AS-G Raju had alleged that the ‘toolkit’ has embedded hyperlinks with an intent to malign India abroad. But the court said there was “absolutely nothing objectionable” in the hyperlink ‘askindiawhy.com’ embedded with the ‘toolkit’.

On another hyperlink ‘Genocide.org’ embedded in the ‘toolkit’, the court concurred with the ASG that the imputations are really objectionable in the website.

“However, even if the said imputations are found to be objectionable in nature, I cannot but disagree with AS-G that the said material is seditious in nature,” Judge Rana said, adding, “The imputations may be false, exaggerated or even with a mischievous intent but the same cannot be stigmatised being seditious unless they have tendency to foment violence.”

The Delhi police had alleged that Ms. Ravi along with her associates under the pretext of protesting against the farm laws have resolved to vandalize Indian Embassies and specifically attack symbols of India i.e.

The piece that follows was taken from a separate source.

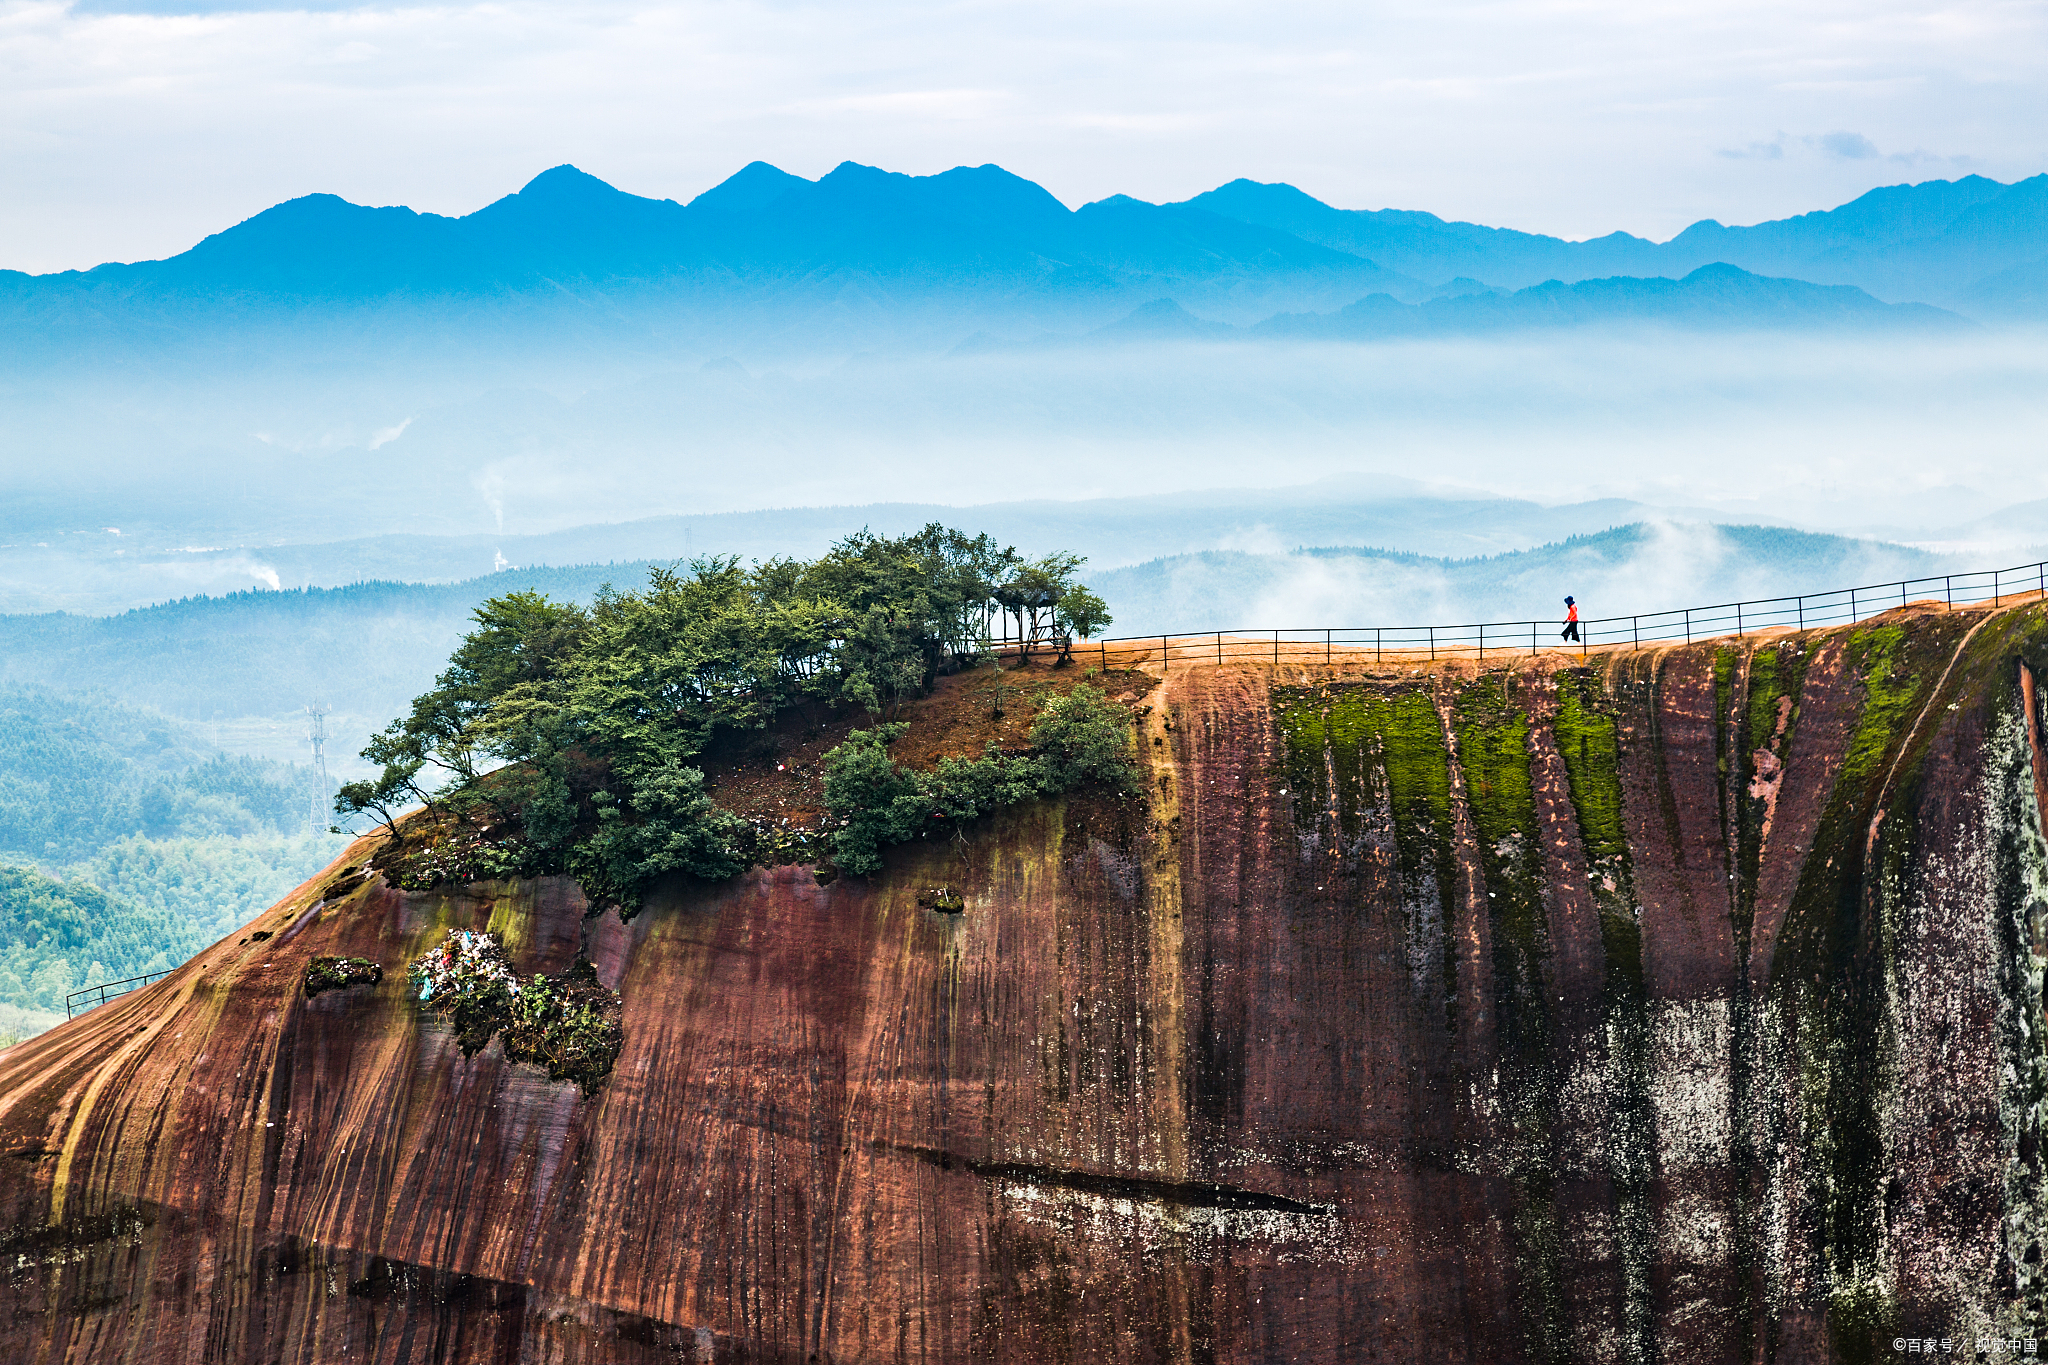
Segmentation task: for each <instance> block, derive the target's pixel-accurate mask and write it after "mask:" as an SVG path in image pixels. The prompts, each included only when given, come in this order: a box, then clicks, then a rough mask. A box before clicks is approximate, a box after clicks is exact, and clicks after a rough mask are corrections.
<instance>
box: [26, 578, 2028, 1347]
mask: <svg viewBox="0 0 2048 1365" xmlns="http://www.w3.org/2000/svg"><path fill="white" fill-rule="evenodd" d="M2044 667H2048V616H2044V608H2042V606H2040V604H2025V606H2019V608H2011V606H2009V608H2005V610H1970V612H1939V610H1931V608H1929V610H1923V608H1911V610H1901V612H1892V614H1888V616H1886V618H1880V620H1878V622H1868V624H1864V626H1860V628H1855V630H1827V632H1806V634H1780V636H1772V639H1763V641H1759V639H1747V641H1712V643H1704V645H1694V647H1683V649H1657V651H1642V653H1614V655H1597V657H1595V659H1593V661H1591V663H1589V665H1585V667H1581V665H1577V661H1575V659H1567V657H1563V655H1554V657H1544V659H1536V661H1520V663H1516V665H1511V667H1495V669H1489V671H1481V669H1479V667H1477V665H1470V663H1452V665H1436V667H1430V665H1419V663H1417V665H1401V667H1384V669H1374V667H1372V665H1368V663H1346V661H1341V659H1339V661H1337V663H1335V665H1331V667H1313V669H1303V667H1280V669H1274V667H1257V665H1245V667H1221V669H1219V667H1194V669H1180V667H1176V669H1174V671H1171V673H1169V675H1167V677H1163V679H1159V681H1157V688H1155V692H1153V696H1151V698H1149V710H1147V712H1145V718H1143V733H1141V749H1143V755H1145V763H1147V784H1149V794H1147V798H1145V800H1143V802H1130V804H1122V806H1118V804H1108V802H1092V800H1079V798H1069V800H1065V802H1040V804H1034V806H1026V808H1020V810H1014V812H1012V814H1008V817H1001V819H995V821H989V823H985V827H983V829H981V831H979V833H977V837H973V839H969V841H963V843H932V845H909V847H903V849H897V851H895V853H893V855H891V866H889V870H887V874H881V876H874V878H840V880H834V882H829V884H819V880H817V878H815V876H813V874H811V870H809V868H768V870H756V872H750V874H745V876H741V878H737V880H733V882H727V884H719V886H698V884H690V886H684V884H678V886H670V888H668V890H666V892H664V894H662V896H657V898H655V902H651V905H649V909H647V911H643V913H641V915H639V917H637V919H635V921H633V923H621V921H618V919H616V917H610V915H606V917H594V919H586V915H584V909H586V907H584V900H582V894H580V892H578V888H575V886H573V884H571V882H565V880H532V882H510V884H475V886H461V888H442V890H438V892H403V890H397V888H393V886H391V884H387V882H385V880H383V878H381V876H377V874H373V872H365V864H367V860H369V857H371V853H373V851H375V847H377V845H375V841H369V839H367V841H360V843H356V845H354V847H352V849H348V853H344V855H342V860H340V862H338V864H336V866H334V868H330V870H328V872H326V874H322V876H319V878H315V880H313V882H309V884H307V886H303V888H301V890H299V892H295V894H293V896H291V898H287V900H285V902H281V905H279V907H274V909H272V911H268V913H264V915H262V917H260V919H258V921H252V925H248V929H246V931H244V933H238V935H233V937H231V939H223V941H221V943H217V945H215V948H211V950H207V952H205V954H201V956H199V958H195V960H193V962H190V964H186V966H184V968H182V970H180V972H176V974H174V976H172V978H168V980H164V982H160V984H156V986H152V988H147V990H143V993H137V995H133V997H125V999H121V1001H115V1003H111V1005H104V1007H100V1009H96V1011H92V1013H88V1015H84V1017H80V1019H76V1021H72V1023H68V1025H63V1027H59V1029H55V1031H51V1033H47V1036H43V1038H39V1040H33V1042H29V1044H23V1046H18V1048H14V1050H10V1052H6V1054H0V1152H4V1156H0V1228H4V1232H0V1238H4V1254H6V1267H8V1279H6V1289H4V1297H6V1302H4V1312H0V1357H4V1359H8V1361H236V1363H242V1361H248V1363H250V1365H256V1363H264V1365H268V1363H272V1361H356V1359H360V1361H678V1359H680V1361H791V1363H795V1361H840V1363H856V1361H860V1363H864V1361H1006V1363H1008V1361H1020V1363H1030V1361H1188V1363H1192V1361H1290V1359H1300V1361H1374V1359H1403V1361H1405V1359H1450V1361H1567V1359H1587V1361H1628V1363H1636V1361H1763V1359H1772V1361H1823V1359H1827V1361H1837V1359H1839V1361H1855V1359H1878V1357H1886V1359H1890V1357H1892V1355H1894V1347H1892V1342H1894V1338H1896V1336H1913V1338H1952V1340H1954V1345H1956V1347H1958V1349H1960V1351H1962V1353H1970V1351H1974V1342H1976V1338H1978V1336H1997V1338H2015V1336H2036V1334H2042V1328H2044V1314H2048V1300H2044V1293H2048V1277H2044V1267H2042V1246H2040V1242H2042V1240H2044V1236H2048V1183H2044V1171H2042V1099H2044V1095H2048V1050H2044V1017H2042V970H2044V964H2048V845H2044V833H2042V808H2044V806H2048V759H2044V747H2042V733H2040V726H2042V718H2044V712H2042V698H2040V694H2038V688H2036V679H2040V677H2042V671H2044ZM934 886H946V888H950V890H952V892H954V894H956V896H958V898H961V900H963V902H965V911H963V913H956V915H950V913H940V911H934V909H922V907H920V896H922V898H926V900H934V898H932V896H930V888H934ZM451 927H489V929H496V931H500V933H502V935H504V939H506V945H508V950H510V958H512V966H514V968H516V970H518V972H561V970H565V968H567V966H569V964H571V962H573V960H575V958H578V956H580V954H584V956H588V960H590V962H594V964H596V970H598V976H600V980H602V982H604V984H608V986H612V988H616V990H618V995H621V997H623V1023H625V1048H623V1052H621V1056H618V1062H616V1068H614V1070H612V1074H610V1078H608V1081H606V1083H604V1085H602V1087H600V1089H598V1091H596V1093H592V1095H590V1097H586V1095H584V1093H582V1091H580V1089H578V1087H575V1085H573V1083H563V1085H555V1083H549V1081H547V1074H545V1072H543V1070H539V1068H535V1066H524V1064H510V1062H506V1060H504V1054H502V1046H500V1044H498V1042H494V1044H489V1046H487V1048H485V1050H483V1052H479V1054H477V1056H473V1058H463V1054H461V1052H459V1048H457V1044H455V1040H453V1033H451V1027H449V1023H446V1021H444V1019H440V1017H438V1015H430V1013H422V1011H420V1009H418V1005H416V1001H414V999H410V997H412V993H410V990H408V986H406V980H403V968H406V964H408V962H410V960H412V958H414V956H416V954H420V952H424V950H426V948H428V945H430V943H436V941H438V939H440V937H442V933H444V931H446V929H451ZM322 954H340V956H362V958H371V960H375V962H379V964H381V966H383V980H381V982H377V984H358V986H346V988H334V990H324V993H319V995H317V997H307V995H305V990H303V984H301V982H303V974H305V968H307V964H309V960H311V958H313V956H322Z"/></svg>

Yoga and Chai.

“Except for a bare assertion, no evidence has been brought to my notice to support the contention that any violence took place at any of the Indian Embassies pursuant to the sinister designs of the applicant/accused and her co-conspirators,” the court said.

“Conspiracy cannot be proved merely on the basis of inferences. The inferences have to be backed by evidence,” the court noted. It added, “In my considered opinion creation of a WhatsApp group or being editor of an innocuous Toolkit is not an offence.”

“In the absence of any evidence to the effect that the applicant/accused (Ms. Ravi) agreed or shared a common purpose to cause violence on January 26 with the founders of PJF, it cannot be presumed by resorting to surmises or conjectures that she also supported the secessionist tendencies or the violence caused on January 26,” the court added.